As an example, if \(N = 2\) and \(M = 3\), we may have

$$\begin{array}{@{}rcl@{}} (g^{1}(a_{1}),g^{1}(a_{2}))=(0,1)= 1 \end{array} $$
(28)
$$\begin{array}{@{}rcl@{}} (g^{2}(b_{1}),g^{2}(b_{2}))=(1,0)= 2 \end{array} $$
(29)
$$\begin{array}{@{}rcl@{}} (g^{3}(c_{1}),g^{3}(c_{2}))=(1,1)= 3 \end{array} $$
(30)

and we have

$$\begin{array}{@{}rcl@{}} &&(g^{1}(a_{1}),g^{1}(a_{2}))\times(g^{2}(b_{1}),g^{2}(b_{2}))\\ &&\times(g^{3}(c_{1}),g^{3}(c_{2}))= 1\times 2\times 3 = 6. \end{array} $$
(31)

An experimental evidence is very interesting and it is a further investigation.

4 Conclusions

In conclusion, we have presented a new method of more speedily calculating a multiplication by using the generalized Bernstein-Vazirani algorithm and many parallel quantum systems.

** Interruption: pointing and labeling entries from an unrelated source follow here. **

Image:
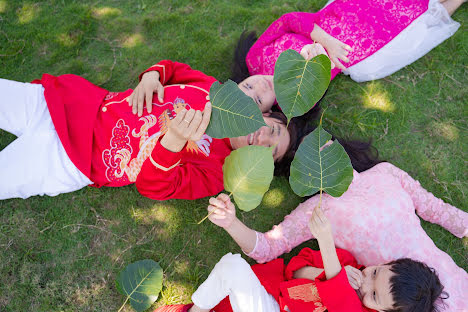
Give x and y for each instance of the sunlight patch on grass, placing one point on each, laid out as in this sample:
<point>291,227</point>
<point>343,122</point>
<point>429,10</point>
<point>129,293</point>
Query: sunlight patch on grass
<point>3,6</point>
<point>445,129</point>
<point>67,40</point>
<point>82,295</point>
<point>106,12</point>
<point>375,98</point>
<point>133,40</point>
<point>273,198</point>
<point>27,13</point>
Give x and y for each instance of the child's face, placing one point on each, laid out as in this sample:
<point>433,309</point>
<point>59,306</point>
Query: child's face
<point>375,288</point>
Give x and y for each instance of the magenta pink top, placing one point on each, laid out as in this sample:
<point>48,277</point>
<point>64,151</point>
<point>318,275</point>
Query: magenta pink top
<point>365,25</point>
<point>375,220</point>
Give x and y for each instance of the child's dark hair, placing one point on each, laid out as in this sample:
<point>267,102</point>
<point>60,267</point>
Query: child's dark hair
<point>239,70</point>
<point>363,155</point>
<point>414,287</point>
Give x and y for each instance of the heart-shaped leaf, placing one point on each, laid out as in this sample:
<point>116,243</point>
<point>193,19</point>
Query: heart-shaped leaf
<point>300,83</point>
<point>141,283</point>
<point>247,174</point>
<point>315,168</point>
<point>234,114</point>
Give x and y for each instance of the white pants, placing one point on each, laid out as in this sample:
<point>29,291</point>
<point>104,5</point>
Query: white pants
<point>232,276</point>
<point>36,162</point>
<point>421,36</point>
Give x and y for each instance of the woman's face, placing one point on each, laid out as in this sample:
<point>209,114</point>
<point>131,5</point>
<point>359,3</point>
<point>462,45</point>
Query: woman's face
<point>275,134</point>
<point>260,89</point>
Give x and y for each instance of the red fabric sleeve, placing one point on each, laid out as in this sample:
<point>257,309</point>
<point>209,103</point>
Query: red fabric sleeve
<point>301,23</point>
<point>178,73</point>
<point>313,258</point>
<point>185,180</point>
<point>338,295</point>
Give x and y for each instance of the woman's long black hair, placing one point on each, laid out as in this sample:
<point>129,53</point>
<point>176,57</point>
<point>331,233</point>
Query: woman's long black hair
<point>362,154</point>
<point>239,70</point>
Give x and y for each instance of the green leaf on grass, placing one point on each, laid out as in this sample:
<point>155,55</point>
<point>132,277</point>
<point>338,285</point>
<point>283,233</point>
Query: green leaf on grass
<point>300,83</point>
<point>247,174</point>
<point>141,283</point>
<point>234,114</point>
<point>313,169</point>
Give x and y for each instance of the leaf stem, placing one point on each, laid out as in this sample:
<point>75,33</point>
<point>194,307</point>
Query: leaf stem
<point>200,222</point>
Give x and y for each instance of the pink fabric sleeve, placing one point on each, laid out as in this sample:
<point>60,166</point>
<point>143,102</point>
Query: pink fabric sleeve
<point>293,231</point>
<point>300,23</point>
<point>429,207</point>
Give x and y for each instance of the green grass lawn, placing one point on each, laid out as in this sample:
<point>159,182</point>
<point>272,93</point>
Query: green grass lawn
<point>63,253</point>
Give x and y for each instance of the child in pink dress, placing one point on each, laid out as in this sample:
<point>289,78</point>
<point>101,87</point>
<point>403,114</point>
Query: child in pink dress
<point>374,37</point>
<point>374,219</point>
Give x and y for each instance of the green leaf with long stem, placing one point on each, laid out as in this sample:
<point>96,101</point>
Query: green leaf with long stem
<point>300,83</point>
<point>141,283</point>
<point>319,167</point>
<point>234,114</point>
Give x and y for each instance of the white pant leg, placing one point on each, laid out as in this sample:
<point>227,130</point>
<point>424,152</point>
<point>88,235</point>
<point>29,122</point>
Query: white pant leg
<point>233,276</point>
<point>36,162</point>
<point>20,108</point>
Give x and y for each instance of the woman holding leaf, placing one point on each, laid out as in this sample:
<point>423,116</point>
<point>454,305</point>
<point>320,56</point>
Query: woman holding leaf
<point>72,133</point>
<point>374,219</point>
<point>373,38</point>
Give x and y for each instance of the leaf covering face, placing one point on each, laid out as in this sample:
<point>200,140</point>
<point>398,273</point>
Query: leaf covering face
<point>300,83</point>
<point>314,169</point>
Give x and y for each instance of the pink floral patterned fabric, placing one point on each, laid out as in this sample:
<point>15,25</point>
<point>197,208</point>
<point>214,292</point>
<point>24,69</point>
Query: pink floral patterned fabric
<point>365,25</point>
<point>376,221</point>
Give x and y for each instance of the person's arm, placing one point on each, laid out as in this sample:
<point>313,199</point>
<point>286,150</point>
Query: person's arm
<point>321,228</point>
<point>429,207</point>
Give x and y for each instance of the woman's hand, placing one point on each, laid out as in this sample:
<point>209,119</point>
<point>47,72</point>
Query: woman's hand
<point>222,211</point>
<point>337,51</point>
<point>354,276</point>
<point>148,85</point>
<point>187,125</point>
<point>310,51</point>
<point>320,227</point>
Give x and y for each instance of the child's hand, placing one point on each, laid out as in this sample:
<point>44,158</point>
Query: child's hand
<point>222,210</point>
<point>319,226</point>
<point>354,276</point>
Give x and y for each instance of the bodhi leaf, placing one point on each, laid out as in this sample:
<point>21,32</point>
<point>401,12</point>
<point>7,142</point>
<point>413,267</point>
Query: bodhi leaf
<point>314,169</point>
<point>141,283</point>
<point>234,114</point>
<point>300,83</point>
<point>247,174</point>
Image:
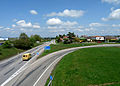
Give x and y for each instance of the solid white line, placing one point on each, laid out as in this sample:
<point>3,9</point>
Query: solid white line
<point>17,72</point>
<point>49,67</point>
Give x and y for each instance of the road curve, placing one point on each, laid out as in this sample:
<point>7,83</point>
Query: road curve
<point>11,65</point>
<point>38,72</point>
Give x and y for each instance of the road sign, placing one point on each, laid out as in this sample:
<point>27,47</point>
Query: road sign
<point>37,53</point>
<point>51,78</point>
<point>47,47</point>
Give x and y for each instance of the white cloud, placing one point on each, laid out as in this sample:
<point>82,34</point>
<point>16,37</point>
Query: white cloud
<point>112,1</point>
<point>36,26</point>
<point>7,28</point>
<point>13,25</point>
<point>33,12</point>
<point>58,22</point>
<point>80,30</point>
<point>114,15</point>
<point>68,13</point>
<point>68,23</point>
<point>61,30</point>
<point>1,27</point>
<point>54,21</point>
<point>116,25</point>
<point>96,25</point>
<point>22,23</point>
<point>52,27</point>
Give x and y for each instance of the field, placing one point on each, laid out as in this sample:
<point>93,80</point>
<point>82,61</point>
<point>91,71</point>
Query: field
<point>89,67</point>
<point>60,46</point>
<point>8,52</point>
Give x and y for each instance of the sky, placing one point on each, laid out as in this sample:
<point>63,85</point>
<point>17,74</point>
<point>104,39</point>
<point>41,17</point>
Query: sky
<point>49,18</point>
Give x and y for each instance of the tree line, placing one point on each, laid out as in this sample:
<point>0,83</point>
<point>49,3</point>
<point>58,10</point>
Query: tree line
<point>23,42</point>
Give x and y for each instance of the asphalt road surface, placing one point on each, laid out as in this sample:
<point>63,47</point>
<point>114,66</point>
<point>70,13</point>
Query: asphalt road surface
<point>38,72</point>
<point>10,66</point>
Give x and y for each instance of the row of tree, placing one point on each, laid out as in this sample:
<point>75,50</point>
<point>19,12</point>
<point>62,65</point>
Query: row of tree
<point>23,42</point>
<point>66,39</point>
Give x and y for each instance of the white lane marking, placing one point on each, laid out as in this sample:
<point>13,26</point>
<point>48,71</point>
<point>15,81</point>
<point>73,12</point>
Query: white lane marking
<point>49,67</point>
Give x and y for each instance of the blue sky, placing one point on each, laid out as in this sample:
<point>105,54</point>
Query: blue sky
<point>49,18</point>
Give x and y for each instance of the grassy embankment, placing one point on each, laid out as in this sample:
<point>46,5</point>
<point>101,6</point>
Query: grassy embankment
<point>60,46</point>
<point>8,52</point>
<point>89,67</point>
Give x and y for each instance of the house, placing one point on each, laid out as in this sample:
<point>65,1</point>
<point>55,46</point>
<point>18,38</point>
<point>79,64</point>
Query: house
<point>98,38</point>
<point>3,39</point>
<point>111,38</point>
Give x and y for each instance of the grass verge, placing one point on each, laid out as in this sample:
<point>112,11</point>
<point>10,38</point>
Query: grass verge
<point>60,46</point>
<point>89,67</point>
<point>8,52</point>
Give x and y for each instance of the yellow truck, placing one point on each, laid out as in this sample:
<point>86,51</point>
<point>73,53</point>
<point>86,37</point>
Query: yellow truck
<point>26,56</point>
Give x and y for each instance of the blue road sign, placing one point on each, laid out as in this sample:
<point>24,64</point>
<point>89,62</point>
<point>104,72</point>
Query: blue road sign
<point>51,78</point>
<point>47,47</point>
<point>37,53</point>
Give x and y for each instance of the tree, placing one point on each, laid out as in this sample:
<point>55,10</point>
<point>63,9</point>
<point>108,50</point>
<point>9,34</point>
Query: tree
<point>23,36</point>
<point>32,39</point>
<point>0,51</point>
<point>37,37</point>
<point>7,44</point>
<point>23,42</point>
<point>71,36</point>
<point>66,41</point>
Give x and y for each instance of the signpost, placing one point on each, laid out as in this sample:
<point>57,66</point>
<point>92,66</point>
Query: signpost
<point>37,53</point>
<point>47,47</point>
<point>50,83</point>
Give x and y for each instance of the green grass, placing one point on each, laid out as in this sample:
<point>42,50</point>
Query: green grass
<point>89,67</point>
<point>60,46</point>
<point>8,52</point>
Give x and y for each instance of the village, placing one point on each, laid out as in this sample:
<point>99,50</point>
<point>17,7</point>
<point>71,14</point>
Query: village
<point>72,38</point>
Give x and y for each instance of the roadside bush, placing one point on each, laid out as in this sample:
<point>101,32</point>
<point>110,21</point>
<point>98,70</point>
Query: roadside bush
<point>7,44</point>
<point>23,44</point>
<point>66,41</point>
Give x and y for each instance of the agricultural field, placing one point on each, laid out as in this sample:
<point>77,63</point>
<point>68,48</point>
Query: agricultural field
<point>89,67</point>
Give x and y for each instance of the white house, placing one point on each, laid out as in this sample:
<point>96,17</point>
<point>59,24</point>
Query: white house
<point>3,39</point>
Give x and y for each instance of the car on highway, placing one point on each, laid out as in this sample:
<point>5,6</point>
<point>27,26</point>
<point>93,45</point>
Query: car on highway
<point>26,56</point>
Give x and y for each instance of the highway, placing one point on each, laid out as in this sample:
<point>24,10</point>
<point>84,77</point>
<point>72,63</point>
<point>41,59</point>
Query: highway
<point>11,65</point>
<point>38,72</point>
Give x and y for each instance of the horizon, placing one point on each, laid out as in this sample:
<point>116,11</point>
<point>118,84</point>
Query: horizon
<point>51,18</point>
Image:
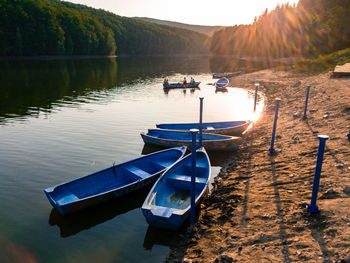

Given the set of real values \(\{a_{1},a_{2},a_{3},\ldots ,a_{N}\}\) and a function \(g:\textbf {R}\rightarrow \{0,1\}\), we shall have determined the following values \(\{g(a_{1}),g(a_{2}),g(a_{3}),\ldots , g(a_{N})\}\) simultaneously. The speed of determining the values has been shown to outperform the classical case by a factor of \(N\). Next, we have considered it as a number in binary representation; M1 = (g(a1),g(a2),g(a3),…,g(a N )). By using \(M\) parallel quantum systems, we have had \(M\) numbers in binary representation, simultaneously. The speed of obtaining the \(M\) numbers has been shown to outperform the classical case by a factor of \(M\). Finally, we have calculated the product; \( M_{1}\times M_{2}\times \cdots \times M_{M}. \) The speed of obtaining the product has been shown to outperform the classical case by a factor of \(N\times M\).